If it's not obvious, I need a bit of help clarifying things.
Your sequence $(f_n)_n$ converges to $0$ pointwise. Namely, if $x \in (0,1)$ then $1-x^2 \in (0,1)$ so $\lim_{n\to\infty} n^2 x(1-x^2)^n = 0$ because the exponential function decays to zero faster than the growth of any polynomial.

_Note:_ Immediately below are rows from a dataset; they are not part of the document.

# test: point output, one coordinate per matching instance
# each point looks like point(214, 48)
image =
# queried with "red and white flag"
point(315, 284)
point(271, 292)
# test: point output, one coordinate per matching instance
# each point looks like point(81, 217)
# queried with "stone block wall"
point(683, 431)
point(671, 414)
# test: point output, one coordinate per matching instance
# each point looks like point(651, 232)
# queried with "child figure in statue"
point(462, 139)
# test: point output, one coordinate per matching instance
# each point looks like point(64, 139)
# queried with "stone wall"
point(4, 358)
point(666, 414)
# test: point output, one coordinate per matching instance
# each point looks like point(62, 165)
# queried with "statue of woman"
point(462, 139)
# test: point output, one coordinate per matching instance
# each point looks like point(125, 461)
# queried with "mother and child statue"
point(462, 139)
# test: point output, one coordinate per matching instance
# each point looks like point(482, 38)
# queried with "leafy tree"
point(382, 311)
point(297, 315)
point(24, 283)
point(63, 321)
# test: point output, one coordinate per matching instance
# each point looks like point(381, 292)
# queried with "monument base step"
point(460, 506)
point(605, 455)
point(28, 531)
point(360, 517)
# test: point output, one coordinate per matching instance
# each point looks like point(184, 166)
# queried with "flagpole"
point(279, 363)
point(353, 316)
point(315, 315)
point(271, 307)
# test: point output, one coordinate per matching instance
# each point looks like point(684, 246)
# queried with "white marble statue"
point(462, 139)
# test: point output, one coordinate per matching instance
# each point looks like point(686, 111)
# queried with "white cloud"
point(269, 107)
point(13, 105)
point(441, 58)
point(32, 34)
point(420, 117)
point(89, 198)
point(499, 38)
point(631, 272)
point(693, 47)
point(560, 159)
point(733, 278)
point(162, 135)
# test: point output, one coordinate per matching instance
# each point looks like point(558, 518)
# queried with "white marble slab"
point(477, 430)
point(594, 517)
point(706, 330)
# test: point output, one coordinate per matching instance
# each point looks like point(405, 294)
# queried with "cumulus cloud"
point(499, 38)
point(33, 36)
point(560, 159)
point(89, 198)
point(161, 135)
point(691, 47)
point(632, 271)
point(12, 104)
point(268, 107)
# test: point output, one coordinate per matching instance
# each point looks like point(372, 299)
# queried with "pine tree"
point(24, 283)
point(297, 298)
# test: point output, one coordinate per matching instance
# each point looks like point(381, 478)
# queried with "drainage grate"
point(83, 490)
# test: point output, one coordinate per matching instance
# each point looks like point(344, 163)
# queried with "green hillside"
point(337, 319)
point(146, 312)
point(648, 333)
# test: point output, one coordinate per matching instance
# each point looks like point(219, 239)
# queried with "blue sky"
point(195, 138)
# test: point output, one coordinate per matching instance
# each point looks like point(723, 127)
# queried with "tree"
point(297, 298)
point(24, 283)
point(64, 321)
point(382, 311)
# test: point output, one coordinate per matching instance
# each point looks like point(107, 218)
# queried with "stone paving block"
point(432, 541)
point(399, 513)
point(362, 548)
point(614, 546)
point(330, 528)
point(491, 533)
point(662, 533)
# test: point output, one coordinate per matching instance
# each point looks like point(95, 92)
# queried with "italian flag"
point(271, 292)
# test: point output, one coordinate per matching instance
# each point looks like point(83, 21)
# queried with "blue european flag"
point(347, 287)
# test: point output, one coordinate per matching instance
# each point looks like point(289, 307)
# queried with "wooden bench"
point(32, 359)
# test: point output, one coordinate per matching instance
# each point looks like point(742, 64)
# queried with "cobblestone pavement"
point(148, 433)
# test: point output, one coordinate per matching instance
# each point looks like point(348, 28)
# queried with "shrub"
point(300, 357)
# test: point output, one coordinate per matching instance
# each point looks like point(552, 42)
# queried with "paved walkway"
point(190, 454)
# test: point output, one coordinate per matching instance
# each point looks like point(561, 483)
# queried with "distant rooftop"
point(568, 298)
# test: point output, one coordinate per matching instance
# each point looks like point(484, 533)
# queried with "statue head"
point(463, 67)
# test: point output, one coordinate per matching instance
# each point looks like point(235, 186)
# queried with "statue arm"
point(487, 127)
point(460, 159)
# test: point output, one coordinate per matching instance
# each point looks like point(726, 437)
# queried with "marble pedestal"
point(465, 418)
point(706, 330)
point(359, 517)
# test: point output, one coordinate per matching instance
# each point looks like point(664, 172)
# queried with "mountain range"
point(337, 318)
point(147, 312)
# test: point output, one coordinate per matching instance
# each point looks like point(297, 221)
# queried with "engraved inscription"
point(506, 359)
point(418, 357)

On the other hand, if $x = 0$ then $\lim_{n\to\infty} n^2 x(1-x^2)^n = \lim_{n\to\infty} 0 = 0$.
To find it the convergence is uniform, we need to calculate $$\sup_{x\in[0,1)} \left|f_n(x)\right| = \sup_{x \in [0,1)} n^2x(1-x^2)^n$$
To find the maximum, we calculate the derivative
$$0 =f'(x) = n^2\left[(1-x^2)^n + nx(1-x^2)^{n-1}\cdot(-2x)\right]$$
giving $$(1-x^2)^n = 2nx^2(1-x^2)^{n-1}\implies x = \frac{1}{\sqrt{2n+1}}$$
So $$\sup_{x \in [0,1)} n^2x(1-x^2)^n = \max\left\{f_n(0), f_n\left(\frac{1}{\sqrt{2n+1}}\right)\right\} = \frac{n^2}{\sqrt{2n+1}} \left(1-\frac{1}{1 + 2 n}\right)^{n}$$
which clearly diverges to $+\infty$ as $n\to\infty$:
\begin{align} \lim_{n\to\infty}\frac{n^2}{\sqrt{2n+1}} \left(1-\frac{1}{2n+1}\right)^{n} &= \lim_{n\to\infty} \frac{n^2}{\sqrt{2n+1}}\left[\left(1-\frac1{2n+1}\right)^{2n+1}\right]^{\frac{n}{2n+1}} = (+\infty)\cdot e^{-1/2} = +\infty \end{align}
Therefore, the convergence $f_n \to 0$ is not uniform.